0 / 0
Deploying AI services with direct coding
Last updated: Nov 08, 2024
Deploying AI services with direct coding

You can build a customized AI service which is tailored to your generative AI application from the ground up. For example, if you are deploying an asset that uses retrieval augmented generation (RAG), you can capture the logic for retrieving answers from the grounding documents in the AI service.

Process overview

The following graphic illustrates the process of coding AI services.

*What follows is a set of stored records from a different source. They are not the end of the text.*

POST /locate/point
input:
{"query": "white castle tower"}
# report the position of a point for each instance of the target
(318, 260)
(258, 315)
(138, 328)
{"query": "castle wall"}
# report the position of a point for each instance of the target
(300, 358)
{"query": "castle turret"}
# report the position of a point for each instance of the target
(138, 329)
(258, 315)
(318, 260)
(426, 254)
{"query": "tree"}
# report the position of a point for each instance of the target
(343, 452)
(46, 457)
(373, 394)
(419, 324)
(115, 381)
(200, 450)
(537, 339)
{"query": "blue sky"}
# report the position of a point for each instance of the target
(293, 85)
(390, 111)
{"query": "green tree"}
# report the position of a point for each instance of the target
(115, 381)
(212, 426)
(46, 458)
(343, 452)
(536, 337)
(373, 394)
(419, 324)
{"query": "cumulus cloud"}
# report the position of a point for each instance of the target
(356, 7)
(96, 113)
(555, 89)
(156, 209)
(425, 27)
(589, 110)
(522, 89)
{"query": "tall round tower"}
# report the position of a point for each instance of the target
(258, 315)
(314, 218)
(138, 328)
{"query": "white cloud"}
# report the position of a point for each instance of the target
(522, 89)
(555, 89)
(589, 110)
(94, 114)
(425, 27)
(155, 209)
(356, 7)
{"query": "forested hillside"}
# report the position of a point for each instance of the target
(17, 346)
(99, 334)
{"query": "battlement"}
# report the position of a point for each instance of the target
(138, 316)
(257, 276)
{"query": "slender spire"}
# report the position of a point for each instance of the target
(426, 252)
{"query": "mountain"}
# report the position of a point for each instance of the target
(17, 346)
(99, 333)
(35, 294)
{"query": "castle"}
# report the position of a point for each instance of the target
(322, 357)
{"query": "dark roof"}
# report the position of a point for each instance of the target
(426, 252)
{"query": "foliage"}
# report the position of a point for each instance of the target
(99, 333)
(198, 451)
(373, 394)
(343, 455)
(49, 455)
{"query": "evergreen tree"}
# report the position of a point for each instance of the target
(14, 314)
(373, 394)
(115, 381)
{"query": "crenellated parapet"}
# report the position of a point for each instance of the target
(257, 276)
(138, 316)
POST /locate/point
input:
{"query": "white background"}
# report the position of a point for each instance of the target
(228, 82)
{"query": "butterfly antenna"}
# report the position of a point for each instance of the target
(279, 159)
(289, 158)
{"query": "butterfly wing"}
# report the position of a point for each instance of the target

You can create a notebook that contains the AI service and connections within the Project. The AI service captures the logic of your RAG application and contains the generateration function, which is a deployable unit of code. The generation function is promoted to the deployment space, which is used to create a deployment. The deployment is exposed as a REST API endpoint that can be accessed by other applications. You can send a request to the REST API endpoint to use the deployed AI service for inferencing. The deployed AI service processes the request and returns a response.

Direct coding use case

Tasks for creating and deploying AI services

Here are the steps that you must follow to create, deploy, and manage AI services:

  1. Create AI service: Define an AI service in a notebook by using Python. The AI service must meet specific requirements for deploying as an AI service.
  2. Test AI service: Test the coding logic of your AI service locally.
  3. Create AI service assets: After creating and testing the AI service, you must package the AI service as a deployable asset.
  4. Deploy AI service assets: Deploy the AI service asset as an online or a batch deployment.
  5. Testing AI service deployment: Test your deployed AI service for online inferencing or batch scoring.
  6. Manage AI services: Access and update the deployment details. Scale or delete the deployment from the user interface or programmatically.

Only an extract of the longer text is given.